Paula Verhoeven menjadi sorotan publik bukan hanya karena perceraiannya dengan aktor sekaligus pencipta konten Baim Wong, tetapi juga karena upaya gigihnya menuntut keadilan melalui jalur yang konstitusional.
Dalam langkah terbarunya, Rabu 23 April 2025, Paula melaporkan hakim dan aparat pengadilan yang diduga lalai menjaga kerahasiaan dokumen hukum. Salinan putusan sidang yang belum resmi diumumkan, tiba-tiba beredar luas di media sosial dan forum daring, lengkap dengan nama lengkap, status hukum, dan informasi medis pribadi yang diduga mencemarkan nama baiknya.
Salah satu informasi paling sensitif dalam dokumen itu adalah tuduhan bahwa Paula mengidap HIV, sebuah klaim yang tidak memiliki dasar medis sah dan tidak pernah disampaikan secara terbuka dalam proses persidangan.

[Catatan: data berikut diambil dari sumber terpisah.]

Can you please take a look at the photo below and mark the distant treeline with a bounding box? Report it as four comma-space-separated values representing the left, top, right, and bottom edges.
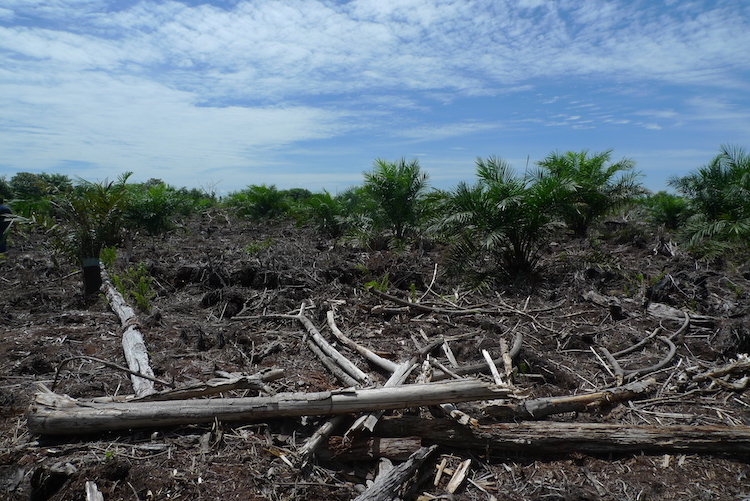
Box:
0, 146, 750, 284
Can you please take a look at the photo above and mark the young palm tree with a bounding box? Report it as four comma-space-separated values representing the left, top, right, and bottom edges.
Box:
669, 145, 750, 252
227, 184, 290, 221
439, 157, 567, 284
537, 150, 645, 237
54, 172, 132, 296
364, 158, 428, 240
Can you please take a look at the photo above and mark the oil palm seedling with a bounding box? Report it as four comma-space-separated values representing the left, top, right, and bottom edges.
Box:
669, 145, 750, 255
364, 158, 429, 240
537, 150, 646, 237
53, 172, 131, 296
227, 184, 289, 221
436, 157, 569, 286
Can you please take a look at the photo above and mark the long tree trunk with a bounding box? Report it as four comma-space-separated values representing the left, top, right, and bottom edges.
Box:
375, 417, 750, 454
27, 380, 512, 435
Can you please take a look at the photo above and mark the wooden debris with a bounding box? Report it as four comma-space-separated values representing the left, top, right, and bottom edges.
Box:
354, 445, 437, 501
328, 437, 422, 461
326, 310, 398, 372
482, 379, 658, 419
27, 380, 512, 435
102, 267, 156, 397
445, 459, 471, 494
693, 354, 750, 381
375, 416, 750, 455
600, 336, 677, 384
86, 480, 104, 501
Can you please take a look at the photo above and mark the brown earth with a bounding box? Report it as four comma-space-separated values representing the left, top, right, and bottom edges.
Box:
0, 212, 750, 501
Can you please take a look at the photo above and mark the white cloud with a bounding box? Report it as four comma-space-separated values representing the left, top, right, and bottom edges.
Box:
0, 0, 750, 189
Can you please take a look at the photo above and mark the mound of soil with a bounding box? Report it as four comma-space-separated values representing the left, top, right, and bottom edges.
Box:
0, 213, 750, 500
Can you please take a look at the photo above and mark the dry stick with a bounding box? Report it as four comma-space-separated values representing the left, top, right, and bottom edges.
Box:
51, 355, 175, 390
307, 339, 358, 387
483, 379, 657, 419
693, 356, 750, 381
354, 445, 437, 501
131, 369, 284, 401
26, 380, 513, 435
601, 336, 677, 382
595, 312, 690, 384
326, 310, 398, 372
375, 416, 750, 455
432, 332, 523, 381
250, 310, 372, 466
344, 357, 417, 439
232, 312, 372, 386
101, 265, 156, 397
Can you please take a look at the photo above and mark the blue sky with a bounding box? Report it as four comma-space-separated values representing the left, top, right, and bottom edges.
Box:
0, 0, 750, 192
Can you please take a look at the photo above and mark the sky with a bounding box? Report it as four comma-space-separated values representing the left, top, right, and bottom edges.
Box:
0, 0, 750, 193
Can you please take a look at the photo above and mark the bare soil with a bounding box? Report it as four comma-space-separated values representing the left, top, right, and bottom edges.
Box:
0, 212, 750, 501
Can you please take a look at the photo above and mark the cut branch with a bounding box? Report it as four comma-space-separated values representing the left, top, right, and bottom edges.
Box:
375, 417, 750, 454
101, 267, 156, 397
483, 379, 657, 419
27, 380, 513, 435
354, 445, 437, 501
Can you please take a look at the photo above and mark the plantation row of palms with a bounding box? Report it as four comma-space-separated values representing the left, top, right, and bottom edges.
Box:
0, 146, 750, 287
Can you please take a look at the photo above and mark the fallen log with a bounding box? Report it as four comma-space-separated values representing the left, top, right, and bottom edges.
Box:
328, 437, 422, 461
101, 266, 156, 397
482, 379, 657, 419
375, 416, 750, 455
27, 380, 513, 435
354, 446, 437, 501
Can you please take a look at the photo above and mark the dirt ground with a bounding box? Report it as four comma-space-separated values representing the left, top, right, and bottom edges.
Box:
0, 211, 750, 501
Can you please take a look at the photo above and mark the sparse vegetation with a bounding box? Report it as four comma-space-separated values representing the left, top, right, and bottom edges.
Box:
538, 150, 645, 237
669, 145, 750, 258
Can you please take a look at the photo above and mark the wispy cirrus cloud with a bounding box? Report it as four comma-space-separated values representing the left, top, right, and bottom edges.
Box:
0, 0, 750, 191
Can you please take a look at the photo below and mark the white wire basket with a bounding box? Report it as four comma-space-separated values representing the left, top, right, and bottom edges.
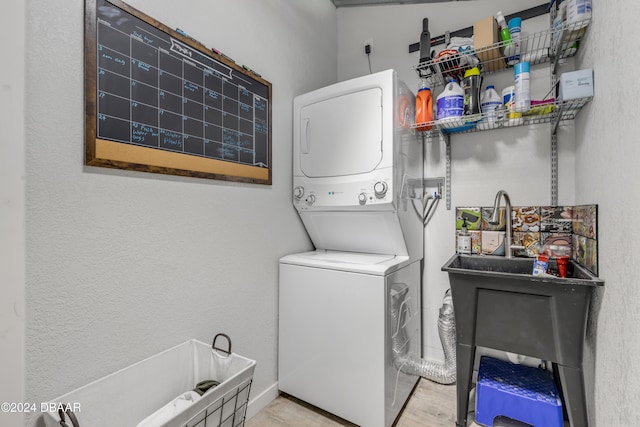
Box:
43, 334, 256, 427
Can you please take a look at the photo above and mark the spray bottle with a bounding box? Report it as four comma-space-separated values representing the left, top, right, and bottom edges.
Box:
458, 219, 471, 254
496, 10, 511, 50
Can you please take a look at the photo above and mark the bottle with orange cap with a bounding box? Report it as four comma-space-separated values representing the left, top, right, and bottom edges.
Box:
416, 77, 433, 132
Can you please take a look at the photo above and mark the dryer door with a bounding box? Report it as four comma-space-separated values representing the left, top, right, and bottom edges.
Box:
298, 87, 383, 178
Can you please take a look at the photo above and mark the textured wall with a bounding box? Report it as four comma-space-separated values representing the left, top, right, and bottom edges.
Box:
576, 0, 640, 426
25, 0, 337, 423
338, 0, 576, 360
0, 1, 25, 427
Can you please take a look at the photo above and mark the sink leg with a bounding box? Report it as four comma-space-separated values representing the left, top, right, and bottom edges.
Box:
456, 344, 476, 427
556, 365, 591, 427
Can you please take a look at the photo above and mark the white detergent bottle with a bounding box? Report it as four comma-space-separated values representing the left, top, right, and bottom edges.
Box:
565, 0, 591, 30
480, 85, 502, 128
436, 79, 464, 123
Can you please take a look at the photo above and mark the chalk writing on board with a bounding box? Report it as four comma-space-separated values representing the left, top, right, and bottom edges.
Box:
95, 0, 270, 168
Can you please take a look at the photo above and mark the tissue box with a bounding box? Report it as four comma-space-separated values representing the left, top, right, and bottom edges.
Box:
473, 16, 506, 71
558, 68, 593, 101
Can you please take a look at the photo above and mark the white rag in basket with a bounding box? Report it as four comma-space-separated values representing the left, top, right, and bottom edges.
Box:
136, 390, 201, 427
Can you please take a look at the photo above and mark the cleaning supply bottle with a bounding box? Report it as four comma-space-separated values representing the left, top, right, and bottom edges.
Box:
507, 18, 522, 65
496, 10, 511, 44
458, 219, 471, 254
565, 0, 591, 30
436, 78, 464, 123
420, 18, 431, 63
513, 62, 531, 113
416, 77, 433, 132
480, 85, 502, 125
462, 67, 482, 120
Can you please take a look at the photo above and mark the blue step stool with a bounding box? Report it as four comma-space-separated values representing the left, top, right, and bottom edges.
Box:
476, 356, 564, 427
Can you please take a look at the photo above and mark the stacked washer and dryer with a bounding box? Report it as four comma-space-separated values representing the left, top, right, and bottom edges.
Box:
278, 70, 423, 427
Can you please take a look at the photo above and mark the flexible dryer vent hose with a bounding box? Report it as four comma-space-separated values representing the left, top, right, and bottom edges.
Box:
391, 285, 456, 384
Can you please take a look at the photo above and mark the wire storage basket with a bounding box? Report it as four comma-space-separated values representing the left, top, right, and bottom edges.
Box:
43, 334, 256, 427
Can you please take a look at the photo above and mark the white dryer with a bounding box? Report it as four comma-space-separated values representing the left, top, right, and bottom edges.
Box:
293, 70, 423, 261
278, 70, 423, 427
278, 250, 421, 427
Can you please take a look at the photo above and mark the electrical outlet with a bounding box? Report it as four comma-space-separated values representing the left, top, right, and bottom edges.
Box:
364, 39, 373, 55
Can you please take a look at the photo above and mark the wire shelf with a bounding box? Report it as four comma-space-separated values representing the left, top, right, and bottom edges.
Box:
413, 20, 590, 87
412, 97, 593, 137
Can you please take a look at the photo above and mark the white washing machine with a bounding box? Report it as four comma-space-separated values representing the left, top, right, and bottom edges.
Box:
278, 70, 423, 427
278, 250, 421, 427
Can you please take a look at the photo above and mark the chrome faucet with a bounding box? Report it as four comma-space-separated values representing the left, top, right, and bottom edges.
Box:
489, 190, 524, 258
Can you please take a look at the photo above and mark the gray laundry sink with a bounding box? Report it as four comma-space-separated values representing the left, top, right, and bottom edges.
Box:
442, 254, 604, 427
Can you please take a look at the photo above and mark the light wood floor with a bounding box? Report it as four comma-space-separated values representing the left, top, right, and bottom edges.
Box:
245, 379, 479, 427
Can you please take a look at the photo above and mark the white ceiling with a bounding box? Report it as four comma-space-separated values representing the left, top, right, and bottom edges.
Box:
331, 0, 462, 7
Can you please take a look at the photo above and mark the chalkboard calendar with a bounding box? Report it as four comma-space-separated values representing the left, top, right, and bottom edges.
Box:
85, 0, 271, 184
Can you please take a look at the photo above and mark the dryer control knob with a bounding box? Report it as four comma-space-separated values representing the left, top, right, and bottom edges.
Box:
373, 181, 389, 199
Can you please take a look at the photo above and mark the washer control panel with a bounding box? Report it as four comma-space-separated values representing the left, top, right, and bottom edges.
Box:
293, 177, 393, 210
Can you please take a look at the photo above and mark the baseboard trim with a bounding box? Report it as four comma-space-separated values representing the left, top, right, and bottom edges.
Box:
246, 381, 279, 420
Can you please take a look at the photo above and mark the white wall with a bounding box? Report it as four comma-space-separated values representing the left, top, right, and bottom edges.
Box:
576, 0, 640, 426
0, 1, 25, 427
338, 0, 575, 360
18, 0, 337, 425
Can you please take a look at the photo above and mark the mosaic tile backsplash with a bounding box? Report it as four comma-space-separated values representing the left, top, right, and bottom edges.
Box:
456, 205, 598, 275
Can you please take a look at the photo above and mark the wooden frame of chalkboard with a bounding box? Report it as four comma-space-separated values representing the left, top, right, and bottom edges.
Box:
84, 0, 272, 185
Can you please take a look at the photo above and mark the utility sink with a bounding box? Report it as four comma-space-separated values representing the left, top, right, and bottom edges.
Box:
442, 254, 604, 427
442, 254, 604, 286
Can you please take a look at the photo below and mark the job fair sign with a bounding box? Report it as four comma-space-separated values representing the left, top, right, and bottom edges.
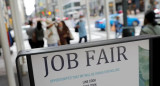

Penyebaran dokumen ini memicu kehebohan di masyarakat dan membuat Paula merasa integritasnya sebagai ibu, perempuan, dan warga negara tercoreng.
“Ini bukan hanya pelanggaran etika hukum, tapi juga pelanggaran hak asasi manusia,” ujar kuasa hukum Paula dalam konferensi pers di Jakarta, seraya menunjukkan sejumlah bukti penyebaran informasi ilegal tersebut di berbagai platform digital.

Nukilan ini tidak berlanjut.